Crangon Crangon
De Noordzeegarnaal behoort tot de familie van de Crangonidae, oftewel de zandgarnalen. Een familie van vrij kleine, tamelijk somber gekleurde garnalen uit koude tot gematigde streken van in hoofdzaak het Noordelijke halfrond. Wereldwijd zijn er ongeveer 1.950 verschillende garnalenfamilies te onderscheiden, waarvan er 300 ten behoeve van de consumptie geƫxploiteerd worden. De Noordzeegarnaal wordt vooral in Noordwest-Europa intensief bevist en met een jaarlijkse aanvoer van 25 tot 35.000 ton behoort hij tot de top tien van de commercieel belangrijkste garnaalsoorten. De gemiddelde lengte van de Noordzeegarnalen is 5 tot 7 centimeter; ze hebben een doorschijnend lichaam, grijsbruin van kleur. De garnalen kunnen drie jaar oud worden.
Noordzeegarnalen verschillen niet alleen in kleur en grootte van de andere soorten die in de viswinkel worden aangeboden. Er is ook een duidelijk verschil in smaak en prijs. De smaak van de buitenlandse 'roze' garnalen is minder uitgesproken. Door hun kleine formaat zijn de Noordzeegarnalen moeilijk te pellen. Het intensieve pelwerk heeft uiteraard invloed op de prijs.
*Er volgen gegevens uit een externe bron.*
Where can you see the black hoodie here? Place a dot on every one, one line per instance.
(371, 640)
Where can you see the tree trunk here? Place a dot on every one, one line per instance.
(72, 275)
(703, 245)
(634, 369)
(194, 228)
De Noordzeegarnaal wordt vooral aangetroffen op zand en zandslikbodems, in ondiepe kustwateren. 's Zomers dichtbij de kust, waar de zon het water op temperatuur heeft gebracht. In de wintermaanden verder de zee in, in gebieden die nog niet zijn afgekoeld. Overdag graaft de garnaal zich in, alleen de ogen en antennes steken uit het zand. 's Nachts krijgen ze een donkere schutkleur en gaan ze op zoek naar voedsel (algen, slakjes en allerlei plantaardig voedsel). Garnalen worden het hele jaar door gevangen, met duidelijke pieken in april/mei en in de herfstmaanden.